Sturm stürmt

Um als Profi-Boxweltmeister bekannt werden zu können, hat Adnan Catic sogar seinen Namen geändert

HAMBURG taz ■ Adnan Catic ist ein erfolgreicher Amateurboxer gewesen. Bei den Olympischen Spielen in Sydney stieß er bis ins Viertelfinale vor, im gleichen Jahr erkämpfte er sich den Europameistertitel im Halbmittelgewicht. Doch den damals 21 Jahre alten Leverkusener verband mit dem Familiennamen seiner aus Bosnien eingewanderten Familie kaum mehr als die Unbekanntheit eines beliebigen Amateurboxers. Schnell wurde ihm klar, dass er mit seinem Wechsel ins Profilager nicht nur seine Titel und sein Talent, sondern auch seinen Namen verkaufen muss.

Seit seiner Ankunft im Universum-Boxstall heißt Catic deshalb Sturm. Felix Sturm. Diese Metaphern-Kombination aus Glück und Naturgewalt würde keiner Deckung standhalten können, dachten sich die PR-Füchse der Boxbranche. Es sollte ein Name sein, den sich die Leute merken können. Erste Kostproben davon gab es bereits im September: „Sturm erstürmt WM-Thron“ titelten Zeitungen nach seinem 19. Erfolg im 19. Profikampf. Und was war mit Felix, dem Glücklichen? Dessen Geschichte erzählte sich von ganz allein.

Nur wenige Tage vor dem WBO-Weltmeisterkampf im Mittelgewicht zwischen dem Argentinier Héctor Velazco und dem Berliner Bert Schenk verletzte sich der ebenfalls für den Universum-Boxstall antretende Schenk am Arm. Plötzlich sollte Sturm als Ersatzmann für Schenk in den WM-Ring steigen.„Felix hat nicht eine Sekunde gezögert. Das hat mir imponiert“, sagt Universum-Promoter Klaus-Peter Kohl. Ein Name, ein Wort – und so stand der 24-Jährige nach nur dreieinhalb Wochen Training für einen achtründigen Aufbaukampf vor seiner ersten Profi-Weltmeisterschaft.

„Viel zu früh“, fürchteten die Experten, die das Talent länger aufgebaut wissen wollten. Selbst Sturms Trainer Michael Timm plante einen WM-Kampf „frühestens für das Jahr 2005.“ Im Nachhinein betrachtet Timm die langfristige Planung und die Ungeduld seines nassforschen Schützlings als Gründe für den hart umkämpften Erfolg: „Der Motivationsschub sorgte dafür, dass er gewinnen konnte.“ Als sich der Kampf gegen Velazco über die achte Runde hinauserstreckte, wich Sturm den Aktionen des Argentiniers, im Wissen. dass er nach den ersten Runden vorne lag, nur noch aus. Eine knappe 2:1-Punktrichterentscheidung machte Sturm prompt zum Weltmeister.
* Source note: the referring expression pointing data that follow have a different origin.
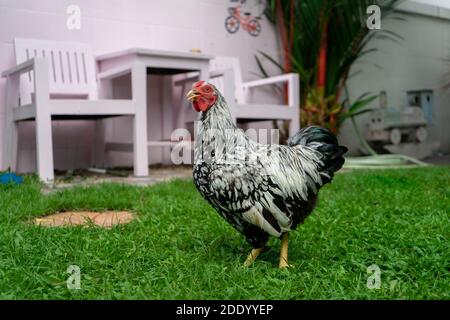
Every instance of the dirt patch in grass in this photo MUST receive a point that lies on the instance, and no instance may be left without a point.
(106, 219)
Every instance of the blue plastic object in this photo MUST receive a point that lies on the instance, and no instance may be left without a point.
(6, 178)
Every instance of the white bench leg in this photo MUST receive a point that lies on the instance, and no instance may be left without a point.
(11, 127)
(44, 147)
(139, 91)
(44, 143)
(294, 126)
(99, 145)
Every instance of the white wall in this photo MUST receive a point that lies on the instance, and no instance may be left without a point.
(110, 25)
(417, 62)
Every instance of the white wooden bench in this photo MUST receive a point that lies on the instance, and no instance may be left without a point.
(57, 80)
(226, 75)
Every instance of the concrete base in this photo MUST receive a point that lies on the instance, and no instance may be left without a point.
(416, 150)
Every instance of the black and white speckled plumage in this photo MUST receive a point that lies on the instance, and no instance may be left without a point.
(263, 189)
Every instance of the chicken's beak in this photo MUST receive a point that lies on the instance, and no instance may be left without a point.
(192, 95)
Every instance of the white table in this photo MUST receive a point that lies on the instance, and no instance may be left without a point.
(141, 62)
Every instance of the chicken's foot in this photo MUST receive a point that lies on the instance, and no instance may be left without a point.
(252, 256)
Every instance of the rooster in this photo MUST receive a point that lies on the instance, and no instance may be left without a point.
(261, 190)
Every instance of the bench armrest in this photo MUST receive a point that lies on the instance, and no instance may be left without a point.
(268, 81)
(20, 68)
(195, 77)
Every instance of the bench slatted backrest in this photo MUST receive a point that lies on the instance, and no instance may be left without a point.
(71, 68)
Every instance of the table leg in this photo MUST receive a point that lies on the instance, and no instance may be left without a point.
(139, 92)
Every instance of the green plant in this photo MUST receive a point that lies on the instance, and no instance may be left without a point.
(321, 40)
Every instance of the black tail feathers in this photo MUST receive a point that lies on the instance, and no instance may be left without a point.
(326, 143)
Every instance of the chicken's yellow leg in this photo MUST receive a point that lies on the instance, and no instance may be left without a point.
(252, 256)
(284, 251)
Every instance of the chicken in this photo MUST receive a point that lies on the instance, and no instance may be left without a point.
(261, 190)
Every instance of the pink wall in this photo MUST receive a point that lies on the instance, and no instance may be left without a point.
(117, 24)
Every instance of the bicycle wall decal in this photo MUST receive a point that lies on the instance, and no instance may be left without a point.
(237, 19)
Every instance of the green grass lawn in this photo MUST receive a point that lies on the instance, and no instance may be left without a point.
(179, 248)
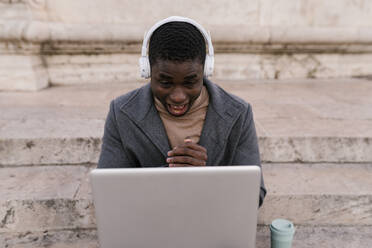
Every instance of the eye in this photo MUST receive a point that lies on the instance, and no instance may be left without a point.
(189, 84)
(165, 84)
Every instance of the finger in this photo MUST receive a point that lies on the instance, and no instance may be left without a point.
(190, 161)
(186, 151)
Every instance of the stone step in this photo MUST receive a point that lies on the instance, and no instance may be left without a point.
(330, 205)
(41, 198)
(305, 121)
(305, 237)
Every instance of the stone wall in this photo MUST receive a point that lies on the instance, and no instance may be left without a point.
(48, 42)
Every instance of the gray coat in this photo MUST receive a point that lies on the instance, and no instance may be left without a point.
(134, 134)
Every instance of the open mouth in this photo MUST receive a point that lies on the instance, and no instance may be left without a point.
(177, 110)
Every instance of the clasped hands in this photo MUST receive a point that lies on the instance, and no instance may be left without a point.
(187, 154)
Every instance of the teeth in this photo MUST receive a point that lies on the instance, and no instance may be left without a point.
(178, 107)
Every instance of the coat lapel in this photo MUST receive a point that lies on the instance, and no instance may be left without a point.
(143, 112)
(221, 115)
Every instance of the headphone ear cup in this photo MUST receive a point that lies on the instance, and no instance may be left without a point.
(208, 65)
(145, 69)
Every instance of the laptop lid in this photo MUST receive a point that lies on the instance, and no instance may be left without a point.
(198, 207)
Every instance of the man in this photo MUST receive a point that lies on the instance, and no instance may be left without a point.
(180, 118)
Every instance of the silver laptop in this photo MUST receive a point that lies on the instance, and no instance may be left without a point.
(191, 207)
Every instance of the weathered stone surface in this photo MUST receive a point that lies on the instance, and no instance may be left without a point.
(59, 197)
(327, 40)
(73, 238)
(319, 194)
(22, 72)
(322, 237)
(105, 68)
(45, 198)
(305, 237)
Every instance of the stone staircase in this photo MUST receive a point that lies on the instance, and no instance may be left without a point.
(315, 140)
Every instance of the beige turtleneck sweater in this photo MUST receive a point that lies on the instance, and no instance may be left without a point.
(188, 126)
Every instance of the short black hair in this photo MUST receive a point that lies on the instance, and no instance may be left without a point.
(177, 41)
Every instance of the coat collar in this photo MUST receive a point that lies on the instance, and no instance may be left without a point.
(222, 113)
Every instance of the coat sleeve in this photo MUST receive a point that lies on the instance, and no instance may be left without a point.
(247, 151)
(112, 151)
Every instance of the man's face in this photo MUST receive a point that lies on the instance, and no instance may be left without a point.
(177, 84)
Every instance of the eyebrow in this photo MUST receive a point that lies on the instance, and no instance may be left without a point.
(164, 76)
(191, 77)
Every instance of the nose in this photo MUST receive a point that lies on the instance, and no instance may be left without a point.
(178, 96)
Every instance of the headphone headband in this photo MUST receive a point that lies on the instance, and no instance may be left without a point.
(144, 60)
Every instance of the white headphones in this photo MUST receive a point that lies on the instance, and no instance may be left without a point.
(144, 61)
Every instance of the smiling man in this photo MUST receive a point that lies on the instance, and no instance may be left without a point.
(180, 118)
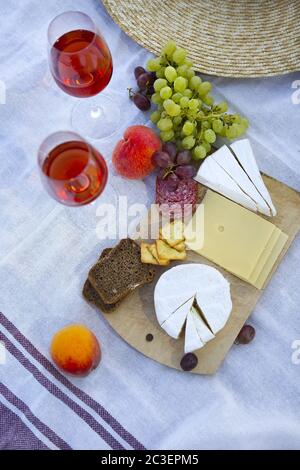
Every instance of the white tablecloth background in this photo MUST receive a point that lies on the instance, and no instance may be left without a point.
(45, 252)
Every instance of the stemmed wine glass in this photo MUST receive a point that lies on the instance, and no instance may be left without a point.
(81, 64)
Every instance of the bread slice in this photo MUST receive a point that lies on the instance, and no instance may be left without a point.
(91, 295)
(120, 272)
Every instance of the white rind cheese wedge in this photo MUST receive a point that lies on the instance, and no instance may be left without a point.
(190, 282)
(203, 331)
(210, 174)
(225, 158)
(174, 323)
(244, 154)
(192, 340)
An Gegnern mangelt es ihm nach diesem September nicht. Velazco fordert einen Rückkampf, und auch Bert Schenk will die Rangordnung im Universum-Boxstall nach seiner Verletzungspause am liebsten wieder herstellen. „Das Trainig hat sich stark in die Richtung verändert, nicht mehr Jäger, sondern Gejagter zu sein“, sagt Sturm vor seiner ersten Titelverteidigung gegen den Spanier Ruben Varón (heute ab 22 h/ZDF). Trainer Michael Timm mahnt seinen jungen Boxer, nicht zu offensiv in den Fight zu gehen, sondern sich den Kampf über zwölf Runden einzuteilen: „Seine Explosivität und hervorragende Technik muss noch besser mit den Beinen abgestimmt werden.“ Von einem Vergleich mit Sven Ottke möchte Timm im Gegensatz zu manchen Boxkennern aber nichts wissen.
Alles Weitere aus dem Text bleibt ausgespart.